本日朝のテレビでやっていたみたいですね。
今回はそのお話を少ししてみようかと思います。
刺青のレーザー希望の患者さんが増えているということですが、
それもさもありなんと思います
だって、刺青を入れる人が以前より増えましたからね。
そもそも刺青がなぜ入れられたかの話をすると長くなるのでしませんが、(リンクはこちら)
定義からして、簡単に消えないものです。
これが、アートメイク、タトゥも同じ。
なので、一生のお付き合いをする覚悟で行う必要があります。
「すぐに消える」と思わない方がいいのです。
さて刺青を消す方法は簡単に2種類に分けることができます。
手術で取る方法とレーザーで色素を飛ばす方法です。
手術では、周りの組織ごとすべて取り去ります。
レーザーでは一般に周りの正常な組織に影響が及ぶことは少ないです。
(まったくない訳ではないことは要注意)
したがって、レーザーを選択するか方が多いだろうということが容易に想像することができます。
でも、レーザーも万能ではありません。
レーザーとは特定の波長の光を照射し、その光を色素が吸収して発熱し、細かな断片に粉砕されます。
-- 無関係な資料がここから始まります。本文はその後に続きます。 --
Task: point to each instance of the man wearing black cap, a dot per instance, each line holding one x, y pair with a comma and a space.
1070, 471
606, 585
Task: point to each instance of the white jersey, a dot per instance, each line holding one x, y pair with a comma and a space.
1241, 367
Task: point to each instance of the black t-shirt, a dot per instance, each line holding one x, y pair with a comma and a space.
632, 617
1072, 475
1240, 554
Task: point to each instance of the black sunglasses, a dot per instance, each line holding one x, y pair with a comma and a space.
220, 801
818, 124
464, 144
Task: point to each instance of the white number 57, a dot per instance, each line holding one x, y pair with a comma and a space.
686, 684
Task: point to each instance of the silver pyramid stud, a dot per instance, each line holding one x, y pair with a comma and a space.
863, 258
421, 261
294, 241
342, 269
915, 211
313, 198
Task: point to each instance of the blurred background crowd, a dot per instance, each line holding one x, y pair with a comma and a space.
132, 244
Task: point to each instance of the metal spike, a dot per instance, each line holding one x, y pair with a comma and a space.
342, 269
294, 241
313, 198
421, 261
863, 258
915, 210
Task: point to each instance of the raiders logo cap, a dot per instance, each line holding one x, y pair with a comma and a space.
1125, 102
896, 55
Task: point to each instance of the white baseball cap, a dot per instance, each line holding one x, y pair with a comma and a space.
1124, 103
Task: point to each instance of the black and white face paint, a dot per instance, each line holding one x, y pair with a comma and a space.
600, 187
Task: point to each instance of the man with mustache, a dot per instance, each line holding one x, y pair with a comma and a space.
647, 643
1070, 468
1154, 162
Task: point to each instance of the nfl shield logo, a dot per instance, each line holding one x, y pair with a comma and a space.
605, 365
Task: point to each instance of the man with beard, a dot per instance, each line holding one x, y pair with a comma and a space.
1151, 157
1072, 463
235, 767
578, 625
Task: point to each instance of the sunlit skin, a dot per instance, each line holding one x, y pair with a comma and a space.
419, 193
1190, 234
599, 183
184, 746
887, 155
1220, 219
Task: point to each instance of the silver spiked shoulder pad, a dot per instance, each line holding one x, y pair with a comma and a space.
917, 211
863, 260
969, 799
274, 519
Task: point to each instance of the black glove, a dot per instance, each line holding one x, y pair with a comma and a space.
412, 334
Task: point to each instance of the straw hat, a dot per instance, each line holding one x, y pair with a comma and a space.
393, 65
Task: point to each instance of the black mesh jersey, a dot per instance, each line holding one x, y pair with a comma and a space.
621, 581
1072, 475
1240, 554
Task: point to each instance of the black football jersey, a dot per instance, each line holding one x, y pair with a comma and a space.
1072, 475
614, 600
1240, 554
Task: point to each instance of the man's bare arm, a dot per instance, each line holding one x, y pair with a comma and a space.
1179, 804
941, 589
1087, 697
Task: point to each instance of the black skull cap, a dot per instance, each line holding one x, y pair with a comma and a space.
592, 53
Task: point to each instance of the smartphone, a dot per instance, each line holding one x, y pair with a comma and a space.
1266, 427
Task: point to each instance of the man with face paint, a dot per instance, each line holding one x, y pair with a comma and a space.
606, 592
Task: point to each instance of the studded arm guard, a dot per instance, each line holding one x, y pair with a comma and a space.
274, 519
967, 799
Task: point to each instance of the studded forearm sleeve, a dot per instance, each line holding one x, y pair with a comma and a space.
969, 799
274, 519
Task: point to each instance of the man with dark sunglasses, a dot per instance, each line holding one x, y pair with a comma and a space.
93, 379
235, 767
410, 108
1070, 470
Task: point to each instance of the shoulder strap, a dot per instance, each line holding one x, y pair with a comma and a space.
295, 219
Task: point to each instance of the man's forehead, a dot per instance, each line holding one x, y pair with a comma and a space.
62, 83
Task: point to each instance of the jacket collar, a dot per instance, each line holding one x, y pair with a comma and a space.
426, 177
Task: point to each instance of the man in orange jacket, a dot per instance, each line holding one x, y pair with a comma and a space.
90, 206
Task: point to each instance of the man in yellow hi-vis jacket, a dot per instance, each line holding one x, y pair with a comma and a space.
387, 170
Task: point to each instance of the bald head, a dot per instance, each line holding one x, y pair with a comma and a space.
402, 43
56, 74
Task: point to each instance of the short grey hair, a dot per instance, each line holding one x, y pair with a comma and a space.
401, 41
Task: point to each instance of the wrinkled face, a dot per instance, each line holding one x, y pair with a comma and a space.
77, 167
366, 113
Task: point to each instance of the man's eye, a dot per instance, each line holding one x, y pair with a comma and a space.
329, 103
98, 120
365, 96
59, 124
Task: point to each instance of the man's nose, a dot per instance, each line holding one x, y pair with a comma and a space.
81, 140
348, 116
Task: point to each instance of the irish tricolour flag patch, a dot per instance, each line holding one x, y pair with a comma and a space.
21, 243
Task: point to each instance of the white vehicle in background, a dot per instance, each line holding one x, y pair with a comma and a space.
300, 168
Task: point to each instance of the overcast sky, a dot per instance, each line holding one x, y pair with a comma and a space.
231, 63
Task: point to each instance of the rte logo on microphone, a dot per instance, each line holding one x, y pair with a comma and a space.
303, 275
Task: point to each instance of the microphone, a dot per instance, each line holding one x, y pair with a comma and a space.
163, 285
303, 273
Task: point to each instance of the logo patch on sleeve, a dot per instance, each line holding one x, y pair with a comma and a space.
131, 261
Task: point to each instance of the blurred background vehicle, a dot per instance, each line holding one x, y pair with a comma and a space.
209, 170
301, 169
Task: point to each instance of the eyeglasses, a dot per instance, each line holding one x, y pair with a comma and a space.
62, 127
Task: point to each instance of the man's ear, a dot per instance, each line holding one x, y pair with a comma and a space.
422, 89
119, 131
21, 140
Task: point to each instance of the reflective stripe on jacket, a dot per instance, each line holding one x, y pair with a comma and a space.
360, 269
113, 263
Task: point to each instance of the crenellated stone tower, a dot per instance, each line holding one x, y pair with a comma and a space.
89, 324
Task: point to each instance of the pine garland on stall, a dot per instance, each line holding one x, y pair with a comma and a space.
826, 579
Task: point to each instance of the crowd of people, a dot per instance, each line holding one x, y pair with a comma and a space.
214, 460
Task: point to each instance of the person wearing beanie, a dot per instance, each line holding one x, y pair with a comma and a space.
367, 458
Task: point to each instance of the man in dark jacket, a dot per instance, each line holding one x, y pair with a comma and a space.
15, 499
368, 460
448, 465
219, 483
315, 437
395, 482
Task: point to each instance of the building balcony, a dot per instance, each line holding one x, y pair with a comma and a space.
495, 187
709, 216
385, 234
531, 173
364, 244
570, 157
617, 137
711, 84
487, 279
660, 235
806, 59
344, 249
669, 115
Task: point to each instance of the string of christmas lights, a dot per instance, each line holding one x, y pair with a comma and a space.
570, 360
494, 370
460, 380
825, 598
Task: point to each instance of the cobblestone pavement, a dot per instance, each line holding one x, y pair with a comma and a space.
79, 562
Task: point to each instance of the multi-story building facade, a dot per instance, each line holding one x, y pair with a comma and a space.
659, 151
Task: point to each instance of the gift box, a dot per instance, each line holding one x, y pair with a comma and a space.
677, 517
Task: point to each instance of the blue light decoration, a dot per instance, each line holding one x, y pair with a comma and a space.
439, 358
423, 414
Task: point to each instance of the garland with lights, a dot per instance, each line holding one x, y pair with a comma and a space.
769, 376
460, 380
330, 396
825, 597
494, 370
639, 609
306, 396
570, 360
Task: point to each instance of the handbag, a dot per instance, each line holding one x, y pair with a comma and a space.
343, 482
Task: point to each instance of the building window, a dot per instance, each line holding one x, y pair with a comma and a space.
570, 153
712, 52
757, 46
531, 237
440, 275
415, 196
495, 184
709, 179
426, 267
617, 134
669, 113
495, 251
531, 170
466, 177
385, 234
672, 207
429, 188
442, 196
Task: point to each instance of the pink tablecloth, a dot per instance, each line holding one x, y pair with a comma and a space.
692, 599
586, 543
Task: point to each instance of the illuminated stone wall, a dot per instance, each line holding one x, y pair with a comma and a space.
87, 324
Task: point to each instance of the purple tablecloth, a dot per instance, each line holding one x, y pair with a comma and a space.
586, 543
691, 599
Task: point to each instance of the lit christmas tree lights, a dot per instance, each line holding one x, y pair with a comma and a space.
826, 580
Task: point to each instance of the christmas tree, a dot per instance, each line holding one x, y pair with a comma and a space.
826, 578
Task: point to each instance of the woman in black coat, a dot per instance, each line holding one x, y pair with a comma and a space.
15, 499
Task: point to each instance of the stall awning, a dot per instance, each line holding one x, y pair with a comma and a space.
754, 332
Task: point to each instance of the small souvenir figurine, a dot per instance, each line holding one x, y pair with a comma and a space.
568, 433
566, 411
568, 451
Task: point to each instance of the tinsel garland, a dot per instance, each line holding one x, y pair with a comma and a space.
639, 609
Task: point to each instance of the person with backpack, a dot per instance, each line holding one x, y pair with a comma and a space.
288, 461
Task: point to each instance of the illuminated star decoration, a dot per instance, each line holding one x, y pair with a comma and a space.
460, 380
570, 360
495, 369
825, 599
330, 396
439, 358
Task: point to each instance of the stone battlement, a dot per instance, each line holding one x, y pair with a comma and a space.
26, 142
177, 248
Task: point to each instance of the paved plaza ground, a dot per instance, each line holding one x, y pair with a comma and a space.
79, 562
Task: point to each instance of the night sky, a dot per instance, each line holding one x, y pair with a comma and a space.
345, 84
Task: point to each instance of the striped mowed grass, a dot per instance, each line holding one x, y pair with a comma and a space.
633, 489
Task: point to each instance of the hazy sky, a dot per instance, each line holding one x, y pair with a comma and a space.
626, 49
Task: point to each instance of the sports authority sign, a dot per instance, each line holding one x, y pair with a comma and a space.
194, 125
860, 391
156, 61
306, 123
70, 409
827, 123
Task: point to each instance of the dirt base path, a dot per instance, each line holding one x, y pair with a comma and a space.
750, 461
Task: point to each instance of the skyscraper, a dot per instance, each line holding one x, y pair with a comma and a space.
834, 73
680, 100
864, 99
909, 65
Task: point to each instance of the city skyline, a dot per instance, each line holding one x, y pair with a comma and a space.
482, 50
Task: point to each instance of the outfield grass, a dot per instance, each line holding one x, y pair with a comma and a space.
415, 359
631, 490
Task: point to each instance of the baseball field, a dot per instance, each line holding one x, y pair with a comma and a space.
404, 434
その細かな色素の断片を体内のお掃除細胞が取り込み、おしっこの中に捨てるのです。
このような複雑な経過をたどって、色素は薄くなります。
問題点その1
直後に薄くなるわけではありません。
お掃除細胞が取り込む必要があるので時間がかかります。直後に消えるわけではないのです。
問題点その2
色素によって色の消え方が、変わります。
レーザーの種類や色素の種類によって、改善度合いが変わります。
レーザー光の波長をうまく吸ってくれる色素は消えるでしょう。
しかし、吸わない色素ではあまり効果ありません。
逆に吸いすぎても熱が予想よりも多く出ればトラブルになりますし、
色素が熱で変性したり、周囲の化学物質と反応して妙な色が逆についてしまう可能性もあります。
問題点その3
深いところにはレーザーは届きません。
光を組織の中に入れるわけですから、当然深い部分には光は届きません。
せいぜいコンマ数ミリから1ミリ、2ミリの単位です。
なので、深すぎる部分に存在する色素には光は届かず、当然効果もありません。
まあ、色素が深すぎても、皮膚からは見えないので逆に問題は無いのかもしれませんが。
同様の理由で、色素の存在する深さにムラがあった場合は、治療効果にもムラが出てしまいます。
プロの方が彫った刺青は、深さにムラがないので、消えやすいけど、
素人さんだと、色素の深さにムラが出てしまい、消えにくい。
なんていうお話もあります。
というわけで、レーザー治療も万能では無いということをわかっていただけたかと思います。
実際に、鉛筆の芯をさした時の色を消すのも大変な事があるくらいですから、
刺青を消すのはもっと大変なのです。
刺青をするときには、取る可能性があることも考えて欲しいのです。
取るのは、大変だよ・・・
追記。
刺青のレーザー治療については医療保険は原則として適応にはなりません。
ただし、外傷性刺青の場合は、
(何らかの事故などにより、皮下に色素が入ってしまうこと。さっきの鉛筆の芯が刺さることも含めます)
保険が効くこともありますので、その時には相談してみてくださいね。